Aan de Voorzitter van de Tweede Kamer der Staten-Generaal
Den Haag, 15 oktober 2018
Zoals toegezegd tijdens het Algemeen overleg IVD-aangelegenheden van de vaste commissie
voor Binnenlandse Zaken op woensdag 3 oktober jl., bied ik u hierbij een brief aan,
zonder nieuwe elementen, over de publicatie van CTIVD rapport nr. 56 (Kamerstuk 29 924, nr. 160).
Op verzoek van uw Kamer van 29 maart jl. schreef ik, op 10 april 2018 (Kamerstuk 29 924, nr. 161), mede namens de Minister van Defensie, een brief naar aanleiding van vragen over
het tijdstip van publicatie. Daarnaast informeerde ik uw Kamer op 26 september 2018
(Kamerstuk 29 924, nr. 169) naar aanleiding van de rapportage van Nieuwsuur over de gang van zaken rondom publicatie.

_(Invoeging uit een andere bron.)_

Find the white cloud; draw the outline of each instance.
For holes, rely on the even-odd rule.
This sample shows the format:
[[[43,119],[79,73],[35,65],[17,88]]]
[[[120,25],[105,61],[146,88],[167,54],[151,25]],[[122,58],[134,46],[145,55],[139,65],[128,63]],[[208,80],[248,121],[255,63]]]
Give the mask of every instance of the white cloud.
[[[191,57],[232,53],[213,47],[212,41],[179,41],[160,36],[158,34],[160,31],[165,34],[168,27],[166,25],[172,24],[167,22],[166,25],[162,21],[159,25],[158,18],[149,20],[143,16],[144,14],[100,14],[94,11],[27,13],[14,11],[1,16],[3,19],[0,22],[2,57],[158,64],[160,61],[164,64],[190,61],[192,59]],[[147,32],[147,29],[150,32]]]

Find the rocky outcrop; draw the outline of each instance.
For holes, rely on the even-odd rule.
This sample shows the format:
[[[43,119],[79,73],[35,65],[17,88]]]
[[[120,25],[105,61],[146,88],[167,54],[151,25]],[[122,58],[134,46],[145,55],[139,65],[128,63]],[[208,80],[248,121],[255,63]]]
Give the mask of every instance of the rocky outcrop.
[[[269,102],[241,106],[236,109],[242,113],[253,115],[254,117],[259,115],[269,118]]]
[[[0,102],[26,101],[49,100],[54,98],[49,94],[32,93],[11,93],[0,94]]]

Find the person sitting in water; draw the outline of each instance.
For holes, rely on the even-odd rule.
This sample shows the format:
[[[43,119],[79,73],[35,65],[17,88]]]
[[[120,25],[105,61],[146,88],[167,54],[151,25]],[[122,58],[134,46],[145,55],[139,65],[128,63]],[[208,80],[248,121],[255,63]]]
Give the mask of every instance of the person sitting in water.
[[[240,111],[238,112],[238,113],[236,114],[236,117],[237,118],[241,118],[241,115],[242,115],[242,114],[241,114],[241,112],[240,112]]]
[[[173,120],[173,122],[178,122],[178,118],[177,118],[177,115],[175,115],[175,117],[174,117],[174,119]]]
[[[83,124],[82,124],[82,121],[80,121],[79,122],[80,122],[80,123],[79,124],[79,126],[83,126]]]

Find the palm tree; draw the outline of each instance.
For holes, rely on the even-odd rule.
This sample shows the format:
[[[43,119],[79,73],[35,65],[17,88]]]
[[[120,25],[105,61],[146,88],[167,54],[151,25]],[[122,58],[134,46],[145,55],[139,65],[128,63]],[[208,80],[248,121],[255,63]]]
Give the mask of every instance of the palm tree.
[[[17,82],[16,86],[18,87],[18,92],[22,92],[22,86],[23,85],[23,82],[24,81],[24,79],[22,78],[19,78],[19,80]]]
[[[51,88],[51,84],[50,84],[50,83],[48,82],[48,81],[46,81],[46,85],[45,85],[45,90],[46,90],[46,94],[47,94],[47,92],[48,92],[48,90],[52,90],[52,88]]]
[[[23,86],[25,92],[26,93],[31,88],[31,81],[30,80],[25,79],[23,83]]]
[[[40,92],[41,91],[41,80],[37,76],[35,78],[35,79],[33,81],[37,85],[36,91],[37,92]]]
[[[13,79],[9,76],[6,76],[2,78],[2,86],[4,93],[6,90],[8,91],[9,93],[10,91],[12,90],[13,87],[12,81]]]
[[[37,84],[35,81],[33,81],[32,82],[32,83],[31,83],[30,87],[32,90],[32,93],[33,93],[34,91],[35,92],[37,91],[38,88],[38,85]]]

Zoals ik uw Kamer informeerde, betrof de zorgvuldige afstemming met de buitenlandse
partnerdiensten over dit rapport een precair en tijdrovend proces, te meer omdat de
geïntensiveerde samenwerking nog maar kort geleden is aangevangen en dit de eerste
keer betrof dat een toezichthouder zich hier zo nadrukkelijk over heeft uitgesproken.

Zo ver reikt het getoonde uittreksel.